Bill 97 also includes a new section to the Planning Act that would add to the Minister’s Zoning Order (MZO) authority the power to order that policy statements and provincial and official plans “do not apply in respect of a licence, permit, approval, permission or other matter required before a use permitted by the order may be established,” he says.

“In effect, this allows the minister to exempt approvals, and order that lands subject to an MZO do not need to obtain other land use planning approvals.”

If Bill 97 passes, Shoor says he may encourage clients to petition for MZOs. “This will greatly reduce the burden of planning applications,” he says.

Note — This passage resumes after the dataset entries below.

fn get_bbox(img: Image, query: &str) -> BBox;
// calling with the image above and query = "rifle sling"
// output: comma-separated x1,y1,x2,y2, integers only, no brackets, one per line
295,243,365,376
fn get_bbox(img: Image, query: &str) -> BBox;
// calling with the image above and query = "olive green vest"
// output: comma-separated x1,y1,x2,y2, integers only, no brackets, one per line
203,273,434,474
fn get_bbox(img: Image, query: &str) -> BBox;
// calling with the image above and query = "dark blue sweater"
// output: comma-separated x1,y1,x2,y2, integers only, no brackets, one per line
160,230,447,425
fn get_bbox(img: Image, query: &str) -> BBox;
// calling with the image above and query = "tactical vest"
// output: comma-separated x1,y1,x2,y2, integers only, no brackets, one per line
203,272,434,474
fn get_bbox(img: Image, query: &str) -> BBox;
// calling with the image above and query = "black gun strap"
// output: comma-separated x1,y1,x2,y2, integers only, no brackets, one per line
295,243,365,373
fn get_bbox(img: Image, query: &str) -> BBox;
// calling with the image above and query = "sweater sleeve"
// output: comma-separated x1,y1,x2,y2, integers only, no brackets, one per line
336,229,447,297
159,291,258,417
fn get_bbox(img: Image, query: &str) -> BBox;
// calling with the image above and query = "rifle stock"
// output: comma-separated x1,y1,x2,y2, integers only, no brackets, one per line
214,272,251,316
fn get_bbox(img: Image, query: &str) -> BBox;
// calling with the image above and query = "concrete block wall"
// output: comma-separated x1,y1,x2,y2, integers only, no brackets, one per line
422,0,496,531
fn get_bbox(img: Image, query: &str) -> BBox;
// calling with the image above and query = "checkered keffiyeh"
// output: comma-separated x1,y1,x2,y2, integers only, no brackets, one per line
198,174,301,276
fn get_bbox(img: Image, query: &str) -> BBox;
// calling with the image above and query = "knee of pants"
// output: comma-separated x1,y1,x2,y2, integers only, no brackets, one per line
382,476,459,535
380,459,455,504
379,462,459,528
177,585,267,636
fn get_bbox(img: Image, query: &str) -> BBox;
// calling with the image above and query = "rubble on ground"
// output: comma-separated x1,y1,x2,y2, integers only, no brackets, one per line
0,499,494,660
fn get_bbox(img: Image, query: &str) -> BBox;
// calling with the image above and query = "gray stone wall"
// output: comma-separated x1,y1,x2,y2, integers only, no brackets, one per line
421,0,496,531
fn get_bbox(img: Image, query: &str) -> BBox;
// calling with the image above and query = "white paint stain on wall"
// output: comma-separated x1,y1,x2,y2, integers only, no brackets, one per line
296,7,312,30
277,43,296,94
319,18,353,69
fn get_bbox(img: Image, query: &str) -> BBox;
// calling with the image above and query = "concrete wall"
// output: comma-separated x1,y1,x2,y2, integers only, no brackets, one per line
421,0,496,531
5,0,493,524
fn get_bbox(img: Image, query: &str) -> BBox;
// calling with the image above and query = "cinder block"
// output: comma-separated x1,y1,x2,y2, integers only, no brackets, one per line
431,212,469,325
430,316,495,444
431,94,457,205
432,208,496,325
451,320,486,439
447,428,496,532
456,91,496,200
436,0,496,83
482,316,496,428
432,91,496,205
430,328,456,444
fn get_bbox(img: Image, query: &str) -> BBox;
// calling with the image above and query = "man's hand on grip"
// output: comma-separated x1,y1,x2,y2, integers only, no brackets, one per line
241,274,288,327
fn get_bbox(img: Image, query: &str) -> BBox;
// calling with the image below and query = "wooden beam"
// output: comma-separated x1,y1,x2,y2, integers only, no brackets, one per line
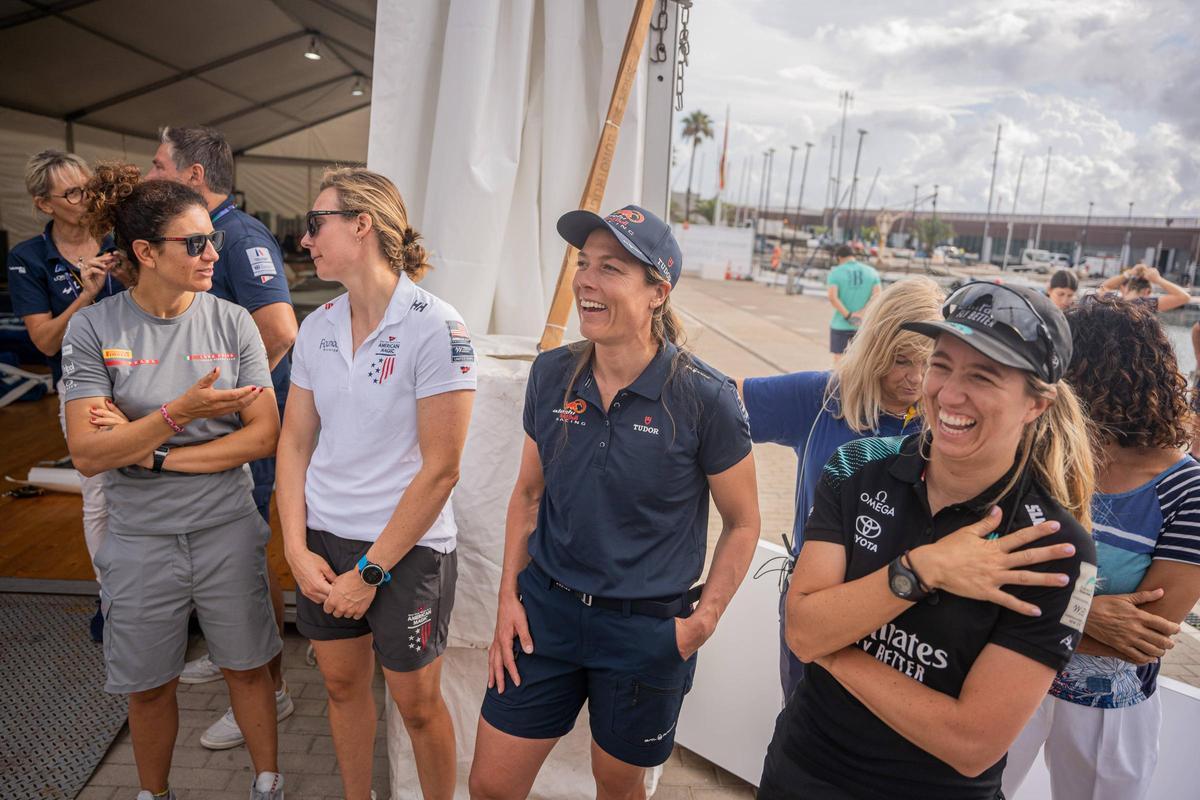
538,0,658,352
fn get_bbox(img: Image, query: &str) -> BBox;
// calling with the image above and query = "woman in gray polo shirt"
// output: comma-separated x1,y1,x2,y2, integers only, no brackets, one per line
61,162,285,800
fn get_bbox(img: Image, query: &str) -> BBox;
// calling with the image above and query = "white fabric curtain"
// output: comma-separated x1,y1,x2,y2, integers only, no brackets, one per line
368,0,650,337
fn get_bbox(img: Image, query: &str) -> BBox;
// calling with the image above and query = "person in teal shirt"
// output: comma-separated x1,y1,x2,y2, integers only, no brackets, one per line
826,244,881,360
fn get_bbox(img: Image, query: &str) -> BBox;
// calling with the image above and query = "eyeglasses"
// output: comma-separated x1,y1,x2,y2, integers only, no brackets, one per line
306,210,358,237
144,230,225,257
53,186,87,205
942,282,1061,381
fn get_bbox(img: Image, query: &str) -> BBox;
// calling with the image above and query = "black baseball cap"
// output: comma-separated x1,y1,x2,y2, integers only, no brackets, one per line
556,204,683,287
901,281,1072,383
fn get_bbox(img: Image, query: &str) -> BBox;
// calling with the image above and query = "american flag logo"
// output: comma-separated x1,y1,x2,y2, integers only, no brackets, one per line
407,605,433,651
369,356,395,384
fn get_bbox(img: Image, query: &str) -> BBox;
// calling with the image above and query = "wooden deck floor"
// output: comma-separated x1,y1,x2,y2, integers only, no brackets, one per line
0,393,295,588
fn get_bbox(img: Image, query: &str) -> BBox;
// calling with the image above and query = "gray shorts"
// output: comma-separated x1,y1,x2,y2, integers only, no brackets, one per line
296,528,456,673
830,327,857,354
94,512,282,694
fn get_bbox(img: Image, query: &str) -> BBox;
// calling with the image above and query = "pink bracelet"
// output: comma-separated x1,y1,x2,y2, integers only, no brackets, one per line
160,403,185,433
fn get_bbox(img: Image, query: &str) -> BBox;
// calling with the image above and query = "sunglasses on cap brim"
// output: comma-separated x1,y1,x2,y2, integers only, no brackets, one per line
942,282,1061,382
306,210,359,237
144,230,225,257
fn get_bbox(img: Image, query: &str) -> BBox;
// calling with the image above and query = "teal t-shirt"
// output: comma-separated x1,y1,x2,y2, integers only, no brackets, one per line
828,259,881,330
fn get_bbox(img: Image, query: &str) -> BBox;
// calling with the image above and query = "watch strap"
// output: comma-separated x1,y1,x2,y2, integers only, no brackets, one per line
151,445,170,474
888,551,933,602
355,555,391,585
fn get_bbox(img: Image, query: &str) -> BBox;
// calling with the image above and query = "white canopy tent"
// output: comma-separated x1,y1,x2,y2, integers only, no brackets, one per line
0,0,373,247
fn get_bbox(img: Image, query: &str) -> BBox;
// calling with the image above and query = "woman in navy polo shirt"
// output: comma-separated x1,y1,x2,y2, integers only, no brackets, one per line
469,205,760,798
7,149,124,640
760,283,1099,800
739,276,943,697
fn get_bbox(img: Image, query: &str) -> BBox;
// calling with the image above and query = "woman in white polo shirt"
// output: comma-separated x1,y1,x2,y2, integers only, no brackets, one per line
278,168,476,800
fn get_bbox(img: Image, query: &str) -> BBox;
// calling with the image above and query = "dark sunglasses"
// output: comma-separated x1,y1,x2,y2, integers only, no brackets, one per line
306,210,358,237
144,230,225,257
943,282,1060,381
53,186,88,205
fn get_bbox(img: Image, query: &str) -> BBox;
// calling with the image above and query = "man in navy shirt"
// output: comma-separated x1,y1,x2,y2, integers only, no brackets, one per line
147,125,297,749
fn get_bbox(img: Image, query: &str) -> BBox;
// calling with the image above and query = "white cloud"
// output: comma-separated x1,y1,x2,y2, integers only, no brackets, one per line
674,0,1200,217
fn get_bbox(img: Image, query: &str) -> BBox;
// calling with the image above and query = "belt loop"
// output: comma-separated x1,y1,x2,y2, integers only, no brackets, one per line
621,599,632,618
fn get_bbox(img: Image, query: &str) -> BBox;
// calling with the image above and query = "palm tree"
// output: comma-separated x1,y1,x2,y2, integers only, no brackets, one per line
681,110,714,222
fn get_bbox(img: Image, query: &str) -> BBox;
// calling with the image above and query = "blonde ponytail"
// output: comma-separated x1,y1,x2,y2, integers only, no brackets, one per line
1002,378,1096,530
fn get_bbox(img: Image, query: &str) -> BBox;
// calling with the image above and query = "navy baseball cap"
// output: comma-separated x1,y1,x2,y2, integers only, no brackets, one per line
557,204,683,287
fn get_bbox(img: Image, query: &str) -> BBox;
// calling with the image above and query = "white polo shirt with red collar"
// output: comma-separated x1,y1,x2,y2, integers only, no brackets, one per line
290,272,477,550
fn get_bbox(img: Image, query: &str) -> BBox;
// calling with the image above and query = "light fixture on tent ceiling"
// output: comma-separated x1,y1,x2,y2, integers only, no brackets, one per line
304,35,322,60
351,76,366,96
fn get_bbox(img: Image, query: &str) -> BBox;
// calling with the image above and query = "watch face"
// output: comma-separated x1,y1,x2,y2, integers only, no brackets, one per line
892,574,914,597
360,564,385,586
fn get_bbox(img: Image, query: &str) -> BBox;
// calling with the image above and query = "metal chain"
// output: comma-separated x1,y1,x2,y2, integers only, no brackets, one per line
673,0,692,111
649,0,669,63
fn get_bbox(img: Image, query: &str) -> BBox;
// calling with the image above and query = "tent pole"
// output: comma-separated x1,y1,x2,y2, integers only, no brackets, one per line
537,0,658,352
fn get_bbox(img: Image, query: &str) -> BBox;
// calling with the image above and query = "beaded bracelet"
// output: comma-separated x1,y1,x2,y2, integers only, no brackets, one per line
159,403,185,433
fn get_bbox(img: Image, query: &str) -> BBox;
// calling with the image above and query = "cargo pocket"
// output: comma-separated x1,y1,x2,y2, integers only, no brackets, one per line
611,671,693,749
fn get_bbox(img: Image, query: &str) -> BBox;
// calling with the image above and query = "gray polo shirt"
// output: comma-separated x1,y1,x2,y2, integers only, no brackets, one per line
62,291,271,535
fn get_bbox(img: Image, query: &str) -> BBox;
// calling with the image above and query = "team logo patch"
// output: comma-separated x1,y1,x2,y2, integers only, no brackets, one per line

The exemption for MZOs from compliance with official plans and provincial policy statements, combined with removing the Conservation Authority approval requirement, is a “key concern” for Pothen.

“This means that the environmental damage that comes with MZOs will be potentially much greater than it would have been otherwise,” he says. “We have seen how prone the MZO mechanism is to misuse. We’ve seen projects that were approved on one pretence – on an emergency basis – sit unbuilt, on the books for years now, and eventually turned into something entirely different.”

“Anything that further supercharges the MZO power and frees it from substantive policy direction is inviting corruption and inviting bad governance.”

According to the Ministry of Municipal Affairs and Housing, the last two years saw more “housing starts” than Ontario has achieved in 30 years, and in 2022, “rental housing starts” reached an all-time high. The province said Bill 97 would increase density and ensure enough land is available for the new houses.

The proposed legislation also includes “steps to make life easier for renters,” said the Ministry. These include investments in the Landlord and Tenant Board, clarifications and enhancements of tenants’ rights to install air conditioners, protections against renovictions, and doubling fines for violations under the Residential Tenancies Act for corporations.